Oleh: Dr. Akhmad Aflaha
"Korupsi itu bukan kejahatan besar. Kecuali kalau kamu tertangkap."
— Kalimat sinis yang terdengar akrab di ruang publik kita.
Kalimat ini menggambarkan kondisi budaya hukum yang sedang sakit. Korupsi tidak lagi dimaknai sebagai pengkhianatan moral, melainkan sekadar “risiko operasional”—asal tidak tertangkap, maka tetap dianggap bersih. Bahkan, dalam banyak kasus, pelaku korupsi tetap dielu-elukan sepanjang belum dijatuhi vonis.

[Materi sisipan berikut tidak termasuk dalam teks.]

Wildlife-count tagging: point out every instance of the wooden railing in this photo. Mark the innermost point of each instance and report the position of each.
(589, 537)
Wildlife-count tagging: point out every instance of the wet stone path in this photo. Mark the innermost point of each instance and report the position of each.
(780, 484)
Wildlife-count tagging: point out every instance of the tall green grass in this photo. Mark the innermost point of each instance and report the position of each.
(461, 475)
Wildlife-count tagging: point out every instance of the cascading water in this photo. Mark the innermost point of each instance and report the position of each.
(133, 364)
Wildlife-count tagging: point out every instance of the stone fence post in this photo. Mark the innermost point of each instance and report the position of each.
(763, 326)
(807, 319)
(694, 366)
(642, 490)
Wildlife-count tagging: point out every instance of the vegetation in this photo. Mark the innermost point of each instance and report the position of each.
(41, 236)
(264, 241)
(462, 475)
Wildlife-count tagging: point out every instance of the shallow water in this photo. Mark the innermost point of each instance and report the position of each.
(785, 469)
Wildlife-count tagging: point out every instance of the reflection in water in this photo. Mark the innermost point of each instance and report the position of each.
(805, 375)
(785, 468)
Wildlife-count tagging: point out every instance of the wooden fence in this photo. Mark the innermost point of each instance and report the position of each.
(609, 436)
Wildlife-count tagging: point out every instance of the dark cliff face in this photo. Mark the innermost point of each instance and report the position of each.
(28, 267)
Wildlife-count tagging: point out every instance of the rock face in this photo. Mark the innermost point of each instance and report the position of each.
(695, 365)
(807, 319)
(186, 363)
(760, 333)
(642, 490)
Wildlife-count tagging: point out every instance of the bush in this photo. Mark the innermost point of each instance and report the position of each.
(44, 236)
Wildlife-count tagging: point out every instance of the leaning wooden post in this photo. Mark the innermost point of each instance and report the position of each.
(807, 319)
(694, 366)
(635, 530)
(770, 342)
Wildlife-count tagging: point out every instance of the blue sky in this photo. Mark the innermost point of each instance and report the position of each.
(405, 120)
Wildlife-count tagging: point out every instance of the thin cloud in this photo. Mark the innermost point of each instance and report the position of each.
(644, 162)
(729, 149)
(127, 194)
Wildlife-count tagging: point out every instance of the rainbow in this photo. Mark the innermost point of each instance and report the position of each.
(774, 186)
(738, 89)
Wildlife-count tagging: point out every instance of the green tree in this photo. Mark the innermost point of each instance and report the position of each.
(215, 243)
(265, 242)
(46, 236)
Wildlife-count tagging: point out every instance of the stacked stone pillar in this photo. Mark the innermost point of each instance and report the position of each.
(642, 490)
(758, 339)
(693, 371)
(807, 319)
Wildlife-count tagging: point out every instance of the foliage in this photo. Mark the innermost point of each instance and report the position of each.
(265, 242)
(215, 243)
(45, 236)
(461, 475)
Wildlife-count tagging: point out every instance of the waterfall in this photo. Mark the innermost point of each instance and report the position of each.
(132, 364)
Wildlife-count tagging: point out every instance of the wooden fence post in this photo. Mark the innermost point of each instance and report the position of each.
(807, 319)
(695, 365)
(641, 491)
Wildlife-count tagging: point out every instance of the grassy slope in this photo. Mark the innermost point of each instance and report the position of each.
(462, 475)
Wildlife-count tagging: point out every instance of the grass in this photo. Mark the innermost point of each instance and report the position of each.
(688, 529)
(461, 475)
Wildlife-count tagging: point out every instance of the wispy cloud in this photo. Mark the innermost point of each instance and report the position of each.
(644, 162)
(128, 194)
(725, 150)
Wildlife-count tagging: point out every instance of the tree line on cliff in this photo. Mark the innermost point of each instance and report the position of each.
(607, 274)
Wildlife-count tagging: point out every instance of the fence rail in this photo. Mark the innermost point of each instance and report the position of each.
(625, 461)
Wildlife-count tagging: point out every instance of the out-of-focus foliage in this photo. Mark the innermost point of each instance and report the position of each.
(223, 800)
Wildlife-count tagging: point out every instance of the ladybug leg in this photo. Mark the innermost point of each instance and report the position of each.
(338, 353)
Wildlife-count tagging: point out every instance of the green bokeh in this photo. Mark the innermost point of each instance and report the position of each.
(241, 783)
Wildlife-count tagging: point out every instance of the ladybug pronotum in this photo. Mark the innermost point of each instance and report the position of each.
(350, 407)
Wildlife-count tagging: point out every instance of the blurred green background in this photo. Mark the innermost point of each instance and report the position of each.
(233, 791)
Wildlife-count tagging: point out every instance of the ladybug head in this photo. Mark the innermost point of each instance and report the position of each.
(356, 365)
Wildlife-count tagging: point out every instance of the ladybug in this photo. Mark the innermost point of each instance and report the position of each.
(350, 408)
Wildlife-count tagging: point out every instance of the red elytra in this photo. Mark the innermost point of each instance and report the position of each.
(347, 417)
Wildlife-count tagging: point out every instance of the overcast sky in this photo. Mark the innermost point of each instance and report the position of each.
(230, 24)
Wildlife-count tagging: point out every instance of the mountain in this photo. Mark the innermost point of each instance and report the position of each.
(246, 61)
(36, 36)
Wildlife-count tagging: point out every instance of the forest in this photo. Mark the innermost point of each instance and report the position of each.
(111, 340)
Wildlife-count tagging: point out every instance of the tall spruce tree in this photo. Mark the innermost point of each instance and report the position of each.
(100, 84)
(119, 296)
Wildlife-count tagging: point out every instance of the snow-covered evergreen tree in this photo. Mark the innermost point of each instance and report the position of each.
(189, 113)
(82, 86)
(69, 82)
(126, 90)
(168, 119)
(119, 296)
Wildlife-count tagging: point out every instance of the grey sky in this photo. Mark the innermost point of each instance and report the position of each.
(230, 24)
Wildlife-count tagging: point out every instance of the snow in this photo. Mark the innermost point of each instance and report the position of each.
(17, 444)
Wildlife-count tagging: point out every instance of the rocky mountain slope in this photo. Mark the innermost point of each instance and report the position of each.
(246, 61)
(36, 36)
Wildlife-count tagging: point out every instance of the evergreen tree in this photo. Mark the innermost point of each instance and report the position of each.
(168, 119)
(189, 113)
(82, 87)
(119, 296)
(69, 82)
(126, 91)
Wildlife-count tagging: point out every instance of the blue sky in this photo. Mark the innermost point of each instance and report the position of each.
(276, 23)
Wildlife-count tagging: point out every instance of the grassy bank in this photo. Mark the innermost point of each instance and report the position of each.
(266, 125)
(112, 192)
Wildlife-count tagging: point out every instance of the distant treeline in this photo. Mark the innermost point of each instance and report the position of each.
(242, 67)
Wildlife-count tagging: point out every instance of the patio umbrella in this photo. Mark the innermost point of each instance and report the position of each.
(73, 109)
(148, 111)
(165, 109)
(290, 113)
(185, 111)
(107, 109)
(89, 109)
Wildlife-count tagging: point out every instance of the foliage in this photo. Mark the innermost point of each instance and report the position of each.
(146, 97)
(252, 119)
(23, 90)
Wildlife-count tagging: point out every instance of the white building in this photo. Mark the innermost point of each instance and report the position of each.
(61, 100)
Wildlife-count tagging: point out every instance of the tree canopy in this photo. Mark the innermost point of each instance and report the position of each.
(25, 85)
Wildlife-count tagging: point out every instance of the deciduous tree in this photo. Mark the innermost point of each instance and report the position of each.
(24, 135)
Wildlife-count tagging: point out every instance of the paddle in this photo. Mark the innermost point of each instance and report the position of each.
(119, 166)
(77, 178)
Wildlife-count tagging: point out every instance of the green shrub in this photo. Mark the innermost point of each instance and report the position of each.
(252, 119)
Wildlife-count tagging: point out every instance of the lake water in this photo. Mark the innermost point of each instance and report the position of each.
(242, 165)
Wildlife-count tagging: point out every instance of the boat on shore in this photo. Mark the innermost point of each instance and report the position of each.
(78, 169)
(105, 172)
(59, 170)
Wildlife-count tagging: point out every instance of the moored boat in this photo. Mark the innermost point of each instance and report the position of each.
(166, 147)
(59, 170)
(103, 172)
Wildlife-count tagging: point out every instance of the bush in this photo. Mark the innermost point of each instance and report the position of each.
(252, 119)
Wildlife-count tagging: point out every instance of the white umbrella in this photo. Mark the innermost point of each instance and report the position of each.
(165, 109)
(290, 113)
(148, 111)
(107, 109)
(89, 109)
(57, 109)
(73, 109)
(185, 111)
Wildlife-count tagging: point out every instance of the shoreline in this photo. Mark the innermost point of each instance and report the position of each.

Budaya "Asal Aman": Menggerus Moral Kolektif
Di Indonesia, tingkat toleransi terhadap korupsi masih tinggi. Dalam survei Transparency International tahun 2023, Indeks Persepsi Korupsi (IPK) Indonesia berada di angka 34 dari 100, dan menduduki peringkat ke-115 dari 180 negara.
(Sumber: Transparency International, CPI 2023)
Survei LSI (Lembaga Survei Indonesia, 2022) juga mengungkapkan bahwa 58,3% masyarakat percaya kasus korupsi sering tidak ditindak secara adil karena adanya pengaruh politik atau uang.
Ini mengindikasikan dua hal:
1. Korupsi bukan hanya soal pelaku, tapi juga sistem yang membiarkan.